The new regulatory banking
standards called "Basel III" slightly
decrease but do
not eliminate
systemic risk in the banking
system, according
to research by Professor Dwight
Jaffee and
Assistant Prof. Johan Walden.
Furthermore, Jaffee and Walden
find that successful mortgage markets in
Western Europe provide useful models
for mortgage reform in the U.S. Because
these healthier markets do not contain
public lenders such as Fannie Mae
and Freddie Mac, Jaffee proposes the
elimination of Fannie Mae and Freddie
Mac as a critical step toward healing the
domestic economy.
The Financial Markets
Committee in Stockholm,
Sweden, commissioned the
study of Basel III, which is
a framework of global regu-latory standards aimed at
making the banking system
more resilient and therefore
more resistant to systemic
risks. Jaffee, co-chair of the
Fisher Center for Real Estate
and Urban Economics,
and Walden sought to
understand the effects of Basel III on
consumer lending rates and determine whether the regulatory standards would mitigate systemic risks that caused the
2008 financial crisis.
In their report, The Impact of Basel III and Solvency 2 on Swedish Banks and Insurers—An Equilibrium Analysis, Jaffee and Walden determine the banking and insurance regulatory reforms produce minimal effects—at least in Sweden.

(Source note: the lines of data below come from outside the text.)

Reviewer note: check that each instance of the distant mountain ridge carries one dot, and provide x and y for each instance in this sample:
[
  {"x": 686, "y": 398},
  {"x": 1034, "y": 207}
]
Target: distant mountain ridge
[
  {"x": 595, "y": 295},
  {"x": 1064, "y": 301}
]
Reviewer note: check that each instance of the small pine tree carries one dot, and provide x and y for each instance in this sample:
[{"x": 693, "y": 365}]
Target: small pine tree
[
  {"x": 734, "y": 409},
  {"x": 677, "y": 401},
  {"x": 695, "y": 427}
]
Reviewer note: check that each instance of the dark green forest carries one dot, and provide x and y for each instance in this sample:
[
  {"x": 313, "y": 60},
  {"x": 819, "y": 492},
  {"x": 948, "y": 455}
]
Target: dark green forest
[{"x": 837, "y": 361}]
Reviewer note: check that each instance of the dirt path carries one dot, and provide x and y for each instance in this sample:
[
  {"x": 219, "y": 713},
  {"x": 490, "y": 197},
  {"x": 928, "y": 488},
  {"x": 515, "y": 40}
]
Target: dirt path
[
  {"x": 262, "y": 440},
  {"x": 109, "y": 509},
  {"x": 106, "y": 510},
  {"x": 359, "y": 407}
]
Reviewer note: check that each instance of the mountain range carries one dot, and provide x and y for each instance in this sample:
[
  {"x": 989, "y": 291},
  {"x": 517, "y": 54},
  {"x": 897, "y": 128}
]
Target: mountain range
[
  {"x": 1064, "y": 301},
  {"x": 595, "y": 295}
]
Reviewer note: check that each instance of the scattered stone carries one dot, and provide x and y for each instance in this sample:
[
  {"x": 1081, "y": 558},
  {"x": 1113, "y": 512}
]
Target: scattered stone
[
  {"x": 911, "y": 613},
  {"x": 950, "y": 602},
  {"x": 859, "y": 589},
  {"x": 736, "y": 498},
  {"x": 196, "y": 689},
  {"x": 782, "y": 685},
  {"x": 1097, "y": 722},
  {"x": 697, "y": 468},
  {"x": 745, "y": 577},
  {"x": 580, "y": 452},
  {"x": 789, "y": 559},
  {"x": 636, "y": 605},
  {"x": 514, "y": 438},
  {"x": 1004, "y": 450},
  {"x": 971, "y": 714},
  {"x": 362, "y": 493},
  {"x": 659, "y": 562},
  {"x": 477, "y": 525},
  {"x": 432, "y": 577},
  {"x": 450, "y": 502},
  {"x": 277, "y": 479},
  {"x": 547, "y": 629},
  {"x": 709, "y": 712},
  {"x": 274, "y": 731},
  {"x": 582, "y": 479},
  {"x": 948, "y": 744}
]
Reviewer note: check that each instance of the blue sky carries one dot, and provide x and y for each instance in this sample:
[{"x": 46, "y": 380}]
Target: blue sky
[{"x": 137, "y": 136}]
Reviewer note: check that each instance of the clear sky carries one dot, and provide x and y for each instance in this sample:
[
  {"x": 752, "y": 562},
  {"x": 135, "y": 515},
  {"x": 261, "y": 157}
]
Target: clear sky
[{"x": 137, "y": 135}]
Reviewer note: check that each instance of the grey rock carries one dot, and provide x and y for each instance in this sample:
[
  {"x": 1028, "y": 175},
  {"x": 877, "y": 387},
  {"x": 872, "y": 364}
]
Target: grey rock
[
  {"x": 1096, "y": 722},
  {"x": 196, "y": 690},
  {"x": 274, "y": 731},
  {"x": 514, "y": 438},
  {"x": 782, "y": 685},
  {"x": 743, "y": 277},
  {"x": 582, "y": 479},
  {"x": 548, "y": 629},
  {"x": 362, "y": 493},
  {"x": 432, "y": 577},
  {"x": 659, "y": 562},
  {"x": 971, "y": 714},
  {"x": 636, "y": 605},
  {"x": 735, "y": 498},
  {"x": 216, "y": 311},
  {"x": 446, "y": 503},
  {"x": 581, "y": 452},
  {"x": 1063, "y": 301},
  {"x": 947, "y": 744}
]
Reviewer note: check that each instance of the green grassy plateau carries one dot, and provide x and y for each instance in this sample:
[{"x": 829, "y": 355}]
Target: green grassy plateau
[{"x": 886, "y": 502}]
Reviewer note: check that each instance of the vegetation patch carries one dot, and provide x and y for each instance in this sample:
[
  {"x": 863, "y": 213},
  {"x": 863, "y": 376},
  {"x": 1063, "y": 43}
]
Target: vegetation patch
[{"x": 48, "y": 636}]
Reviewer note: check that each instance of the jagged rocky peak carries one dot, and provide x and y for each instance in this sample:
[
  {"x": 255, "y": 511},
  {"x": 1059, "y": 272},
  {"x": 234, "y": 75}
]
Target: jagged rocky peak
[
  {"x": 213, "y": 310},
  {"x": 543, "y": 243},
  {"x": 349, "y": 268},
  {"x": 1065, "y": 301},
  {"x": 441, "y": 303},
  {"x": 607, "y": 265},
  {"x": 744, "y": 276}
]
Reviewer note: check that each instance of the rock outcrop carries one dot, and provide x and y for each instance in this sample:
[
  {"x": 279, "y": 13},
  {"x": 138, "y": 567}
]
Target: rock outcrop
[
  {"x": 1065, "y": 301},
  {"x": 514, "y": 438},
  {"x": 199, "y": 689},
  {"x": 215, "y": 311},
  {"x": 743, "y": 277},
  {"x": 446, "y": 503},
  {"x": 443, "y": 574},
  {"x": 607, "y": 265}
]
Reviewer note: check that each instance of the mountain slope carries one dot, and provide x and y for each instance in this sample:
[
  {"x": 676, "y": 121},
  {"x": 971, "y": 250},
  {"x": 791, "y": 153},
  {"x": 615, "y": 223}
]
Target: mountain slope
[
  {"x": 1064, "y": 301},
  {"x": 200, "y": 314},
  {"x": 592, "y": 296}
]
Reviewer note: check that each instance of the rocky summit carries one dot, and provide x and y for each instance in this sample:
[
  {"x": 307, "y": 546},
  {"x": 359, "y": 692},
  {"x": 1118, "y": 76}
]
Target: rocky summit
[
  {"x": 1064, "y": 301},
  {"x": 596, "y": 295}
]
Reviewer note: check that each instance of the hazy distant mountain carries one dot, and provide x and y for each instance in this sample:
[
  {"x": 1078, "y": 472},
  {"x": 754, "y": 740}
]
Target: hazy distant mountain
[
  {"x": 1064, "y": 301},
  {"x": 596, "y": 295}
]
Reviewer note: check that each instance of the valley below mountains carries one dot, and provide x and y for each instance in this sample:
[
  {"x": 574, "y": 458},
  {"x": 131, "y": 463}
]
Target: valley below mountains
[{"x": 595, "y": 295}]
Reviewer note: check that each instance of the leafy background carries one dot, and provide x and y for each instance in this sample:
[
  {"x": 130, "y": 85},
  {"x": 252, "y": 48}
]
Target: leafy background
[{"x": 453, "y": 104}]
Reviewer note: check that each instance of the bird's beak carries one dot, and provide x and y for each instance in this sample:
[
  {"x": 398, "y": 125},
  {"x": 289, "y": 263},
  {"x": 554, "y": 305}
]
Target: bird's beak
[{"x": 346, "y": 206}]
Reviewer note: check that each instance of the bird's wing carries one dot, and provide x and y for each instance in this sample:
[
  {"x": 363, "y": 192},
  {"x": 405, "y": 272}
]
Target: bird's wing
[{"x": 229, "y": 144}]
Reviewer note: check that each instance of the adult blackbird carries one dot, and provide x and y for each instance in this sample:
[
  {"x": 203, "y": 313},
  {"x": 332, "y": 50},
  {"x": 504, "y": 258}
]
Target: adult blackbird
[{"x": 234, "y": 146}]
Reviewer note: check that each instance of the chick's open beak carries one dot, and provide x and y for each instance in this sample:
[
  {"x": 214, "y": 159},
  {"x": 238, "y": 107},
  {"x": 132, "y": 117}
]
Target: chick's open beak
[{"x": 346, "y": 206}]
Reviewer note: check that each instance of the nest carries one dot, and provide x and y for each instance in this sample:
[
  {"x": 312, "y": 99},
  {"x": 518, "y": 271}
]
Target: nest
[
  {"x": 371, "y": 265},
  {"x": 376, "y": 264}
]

"It is not going to have negative
effects but it is not going to make sig-nificant positive differences either," says
Jaffee, who argues the findings for the
Swedish economy are important to
the U.S. economy. "The U.S. financial
systems remain highly exposed to a future systemic crisis, and looking to
other economies, like Sweden's, may
be helpful."
Jaffee and Walden forecast that Basel III will influence borrowing rates and gross domestic product growth by less than one percent.
"Banks will have higher capital ratios,
which measures how much equity the
bank has compared to how much debt.
A higher ratio leads to lower risk, but
it might also lead to higher borrowing
rates for customers because swapping
debt into capital reduces the tax shield
benefit of the debt," says Walden. "When we did the numbers, it just came
out that the effect in terms of raising
interest rates and reducing
GDP growth will be very,
very small."
Because new
regulations will be
implemented over a
long period of time
(through 2018), any "supply shocks" on bank
lending will be minimal,
the pair finds. Also, the
new regulations do not
completely eliminate the key sources of systemic risk for Sweden's
small open economy, namely, mortgage
risk and the inevitable influences
of changes in the global economy.
Finally, as Swedish banks and insurers
pass increased costs to customers,
customers will seek alternative financial
suppliers, supporting an expansion
of new markets—a positive result, the
researchers conclude.
"Basel III does put in some
additional requirements concerning mortgages and how they would be
treated by the banks. And I hope that as
the U.S. reforms our mortgage market,
regulators will take that into account," says Jaffee.
"Fannie Mae and Freddie Mac have
proven to be a serious detriment to the
U.S. mortgage market," Jaffee adds. "We
need to remove Fannie and Freddie
and build up a regulatory structure that
anticipates a greater volume of mort-gage lending going through the banks.
You need strong Basel III requirements
and very good regulators overseeing it."